# Grain



## oriecat (Jun 29, 2004)

What are all of the factors that affect the grain of a negative?

Last Friday I shot a 10 shot roll (my first bulk loaded roll!) of HP5+ 400 iso.  Shot outdoors in early evening, sunny day, still loads of light.  I used all auto exposure, due to shooting my nephew (2 year old on the go, needed to be quick!)  Developed in Rodinal for 6 minutes.  Might have been a little over zealous on the agitation.

The skin tones are all much grainier than I think I have ever noticed my HP5 to be.  Clearly noticeable even just looking at the negs in the loupe.  The dark tones look fine.

I am just wondering if something I did may have caused it (such as the agitation, or using Rodinal with HP5 (which I don't think I've done before)), or if it's the product of all the factors combined, or maybe the roll of film I got is just grainy, or what...


----------



## Soulreaver (Jun 29, 2004)

Time and dillution affect the size of the grain.
If you overdevelop a neg you'll get bigger grain.
That could happen with a higher temp too.
More dilluted solutions and more time give you a finer grain.

Since you bulk loaded ( congrats!) did you set the iso manually?

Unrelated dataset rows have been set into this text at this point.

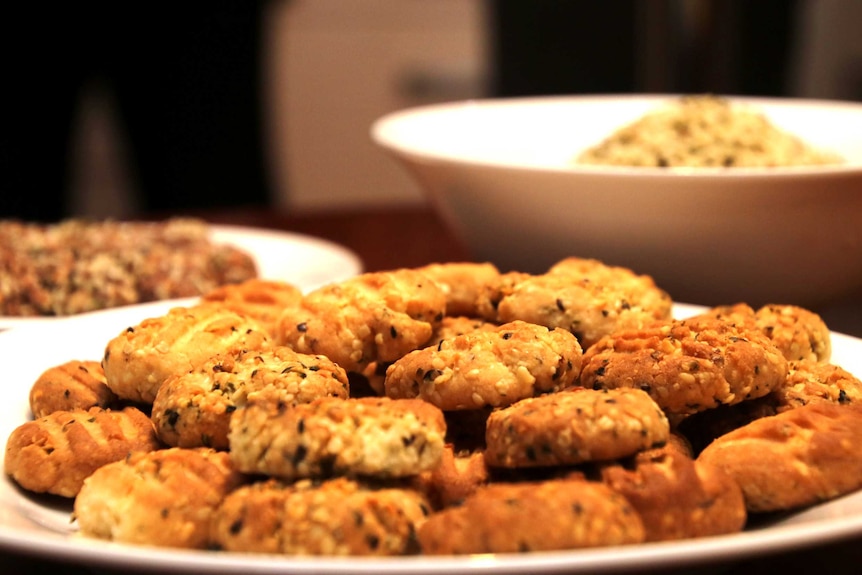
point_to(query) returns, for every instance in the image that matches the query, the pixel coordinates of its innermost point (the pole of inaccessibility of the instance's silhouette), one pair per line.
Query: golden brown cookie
(373, 317)
(466, 285)
(138, 360)
(687, 366)
(263, 300)
(797, 458)
(676, 496)
(532, 516)
(807, 381)
(456, 477)
(54, 454)
(336, 517)
(193, 409)
(574, 426)
(588, 298)
(799, 333)
(373, 436)
(76, 384)
(487, 368)
(164, 498)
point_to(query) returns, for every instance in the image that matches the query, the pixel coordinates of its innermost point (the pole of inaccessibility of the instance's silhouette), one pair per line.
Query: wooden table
(408, 237)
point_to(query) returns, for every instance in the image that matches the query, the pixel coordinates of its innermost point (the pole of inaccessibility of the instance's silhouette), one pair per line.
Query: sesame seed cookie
(260, 299)
(72, 385)
(689, 365)
(373, 317)
(532, 516)
(54, 454)
(797, 458)
(142, 357)
(799, 333)
(676, 496)
(164, 498)
(488, 368)
(338, 517)
(588, 298)
(574, 426)
(193, 409)
(372, 436)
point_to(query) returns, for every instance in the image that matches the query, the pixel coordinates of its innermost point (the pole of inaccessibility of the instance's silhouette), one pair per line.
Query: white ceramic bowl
(502, 173)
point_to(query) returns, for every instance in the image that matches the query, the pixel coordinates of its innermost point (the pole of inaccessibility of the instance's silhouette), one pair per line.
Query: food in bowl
(704, 131)
(77, 265)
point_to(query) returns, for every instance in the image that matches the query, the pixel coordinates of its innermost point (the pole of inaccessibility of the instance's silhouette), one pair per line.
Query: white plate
(304, 261)
(41, 526)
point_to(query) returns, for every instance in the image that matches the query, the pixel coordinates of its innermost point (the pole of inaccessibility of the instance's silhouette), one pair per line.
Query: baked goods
(689, 365)
(549, 515)
(468, 435)
(376, 437)
(164, 498)
(56, 453)
(77, 265)
(487, 368)
(793, 459)
(139, 359)
(574, 426)
(337, 517)
(75, 384)
(193, 408)
(704, 131)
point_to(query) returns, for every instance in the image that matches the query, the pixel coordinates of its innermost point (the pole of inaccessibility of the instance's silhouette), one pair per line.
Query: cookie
(54, 454)
(76, 384)
(466, 285)
(676, 496)
(375, 437)
(794, 459)
(263, 300)
(689, 365)
(193, 409)
(799, 333)
(532, 516)
(138, 360)
(373, 317)
(335, 518)
(574, 426)
(487, 368)
(807, 381)
(164, 498)
(588, 298)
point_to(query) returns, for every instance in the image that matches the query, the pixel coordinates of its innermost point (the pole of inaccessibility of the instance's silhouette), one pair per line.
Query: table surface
(412, 236)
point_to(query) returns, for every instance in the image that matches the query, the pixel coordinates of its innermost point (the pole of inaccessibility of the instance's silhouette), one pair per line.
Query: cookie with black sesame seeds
(676, 496)
(372, 437)
(193, 409)
(337, 517)
(263, 300)
(587, 297)
(373, 317)
(75, 384)
(574, 426)
(687, 365)
(556, 514)
(56, 453)
(488, 368)
(164, 498)
(139, 359)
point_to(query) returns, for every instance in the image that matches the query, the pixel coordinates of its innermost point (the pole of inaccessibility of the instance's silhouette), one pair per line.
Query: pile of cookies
(447, 409)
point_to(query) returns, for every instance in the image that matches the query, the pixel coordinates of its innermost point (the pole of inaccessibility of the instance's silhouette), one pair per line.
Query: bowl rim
(381, 132)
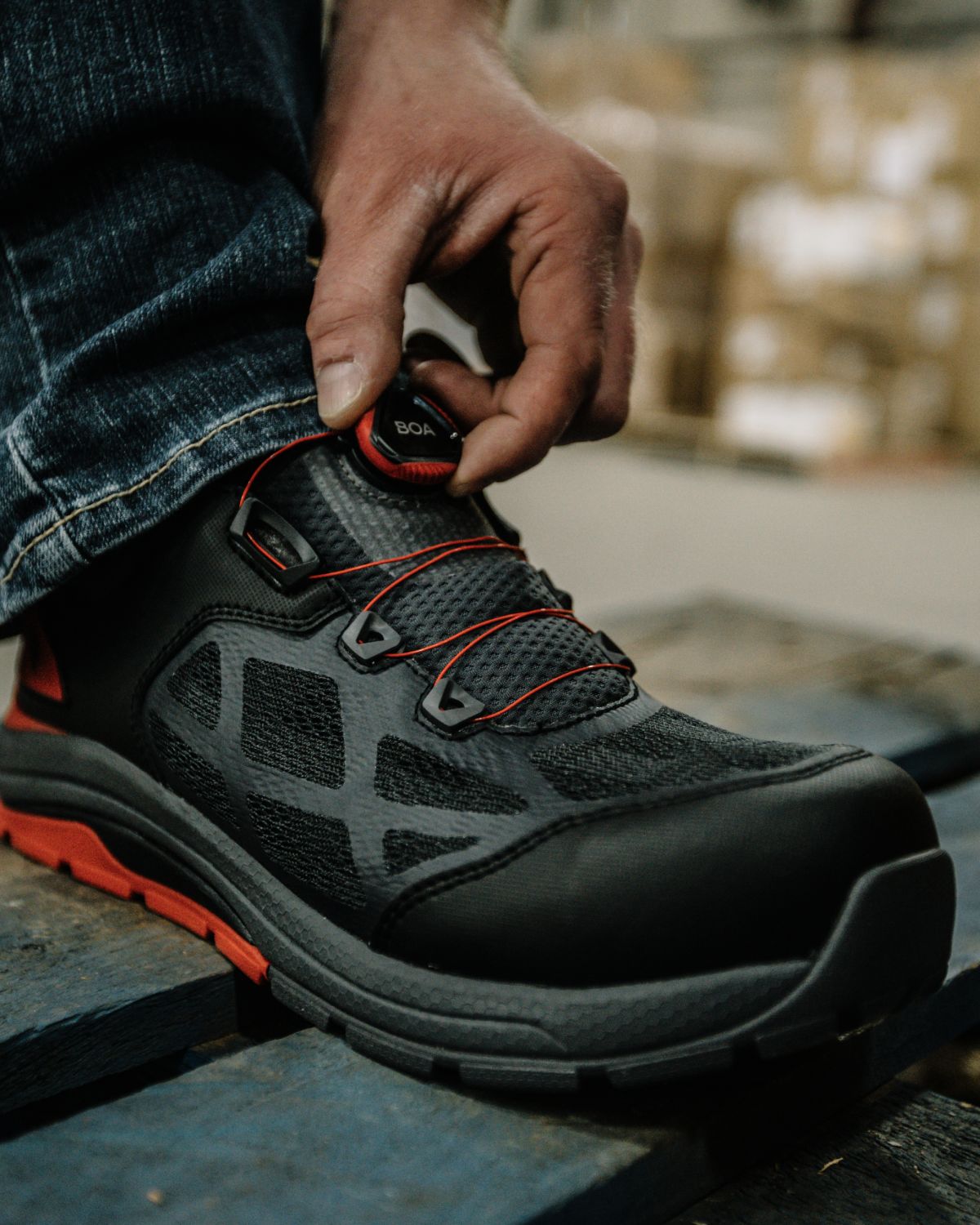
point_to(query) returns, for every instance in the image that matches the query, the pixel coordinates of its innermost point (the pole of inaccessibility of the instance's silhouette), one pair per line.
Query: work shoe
(336, 720)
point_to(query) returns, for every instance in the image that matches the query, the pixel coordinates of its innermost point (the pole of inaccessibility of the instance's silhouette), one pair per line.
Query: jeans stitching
(147, 480)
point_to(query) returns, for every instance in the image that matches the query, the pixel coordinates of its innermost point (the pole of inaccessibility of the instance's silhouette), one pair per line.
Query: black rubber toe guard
(745, 877)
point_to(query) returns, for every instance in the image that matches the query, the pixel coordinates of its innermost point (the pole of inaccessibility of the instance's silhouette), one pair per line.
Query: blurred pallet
(693, 438)
(301, 1129)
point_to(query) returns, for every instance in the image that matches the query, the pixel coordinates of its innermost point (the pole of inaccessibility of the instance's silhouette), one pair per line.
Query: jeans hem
(53, 546)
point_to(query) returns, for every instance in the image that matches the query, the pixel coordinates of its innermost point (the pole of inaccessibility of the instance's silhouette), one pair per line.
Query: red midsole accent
(16, 720)
(54, 843)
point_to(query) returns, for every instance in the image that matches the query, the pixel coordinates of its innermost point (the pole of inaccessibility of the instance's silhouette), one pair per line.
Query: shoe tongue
(350, 521)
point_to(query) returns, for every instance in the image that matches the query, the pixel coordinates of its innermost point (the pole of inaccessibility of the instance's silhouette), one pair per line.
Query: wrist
(425, 19)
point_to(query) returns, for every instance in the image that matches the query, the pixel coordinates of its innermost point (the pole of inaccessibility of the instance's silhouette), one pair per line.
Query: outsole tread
(74, 847)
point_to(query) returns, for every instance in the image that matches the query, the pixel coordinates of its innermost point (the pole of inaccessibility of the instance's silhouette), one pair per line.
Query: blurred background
(805, 426)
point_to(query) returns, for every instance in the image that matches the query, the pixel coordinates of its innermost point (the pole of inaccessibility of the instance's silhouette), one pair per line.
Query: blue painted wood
(91, 985)
(301, 1129)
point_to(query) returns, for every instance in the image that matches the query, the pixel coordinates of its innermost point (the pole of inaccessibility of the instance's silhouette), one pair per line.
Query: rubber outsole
(891, 945)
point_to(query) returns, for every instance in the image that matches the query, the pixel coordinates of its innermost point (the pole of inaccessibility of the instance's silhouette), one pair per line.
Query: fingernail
(461, 489)
(337, 387)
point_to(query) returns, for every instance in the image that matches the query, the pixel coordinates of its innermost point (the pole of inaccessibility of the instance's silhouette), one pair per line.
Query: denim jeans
(154, 262)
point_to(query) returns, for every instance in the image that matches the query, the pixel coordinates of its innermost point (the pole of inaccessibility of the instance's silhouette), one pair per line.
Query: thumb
(357, 316)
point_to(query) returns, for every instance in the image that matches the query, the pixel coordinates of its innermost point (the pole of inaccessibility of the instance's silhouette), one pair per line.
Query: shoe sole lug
(853, 982)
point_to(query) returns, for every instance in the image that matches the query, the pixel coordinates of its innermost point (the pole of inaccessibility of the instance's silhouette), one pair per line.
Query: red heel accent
(73, 844)
(16, 720)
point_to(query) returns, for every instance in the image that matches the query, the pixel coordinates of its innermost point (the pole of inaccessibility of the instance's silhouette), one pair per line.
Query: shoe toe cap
(749, 876)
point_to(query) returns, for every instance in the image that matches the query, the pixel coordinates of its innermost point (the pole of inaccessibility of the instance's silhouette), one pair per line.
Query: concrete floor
(624, 529)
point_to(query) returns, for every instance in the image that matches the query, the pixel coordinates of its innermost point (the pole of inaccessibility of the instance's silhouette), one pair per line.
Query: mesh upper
(350, 524)
(669, 749)
(311, 847)
(406, 848)
(196, 685)
(407, 774)
(292, 722)
(198, 776)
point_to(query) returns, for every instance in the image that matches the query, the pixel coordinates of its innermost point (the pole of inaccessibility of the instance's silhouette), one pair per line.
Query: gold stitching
(147, 480)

Mmmm, just read you can see the grain in the neg...
Thats quite a big grain  :shock:   .Must be something else...
If you agitate too much you can cause uneven development, or somehow getting the chemicals between the layers of the film.

And thats all I know ( if I got i right   )


----------



## oriecat (Jun 29, 2004)

Thanks for your thoughts!   I used the Rodinal at 1+25.  Maybe next time I will try the 1+50 times and see how that looks.

I bought dx-coded canisters, so the cam should have set it to 400 automatically.


----------



## ksmattfish (Jun 29, 2004)

Rodinal tends to produce grainier results than say D76 or ID11.

All of the following tend to increase grain size:
More concentrated developer 
Higher dev temp
Greater agitation
Increased development times
Overexposure


----------



## oriecat (Jun 29, 2004)

Thanks Matt!


----------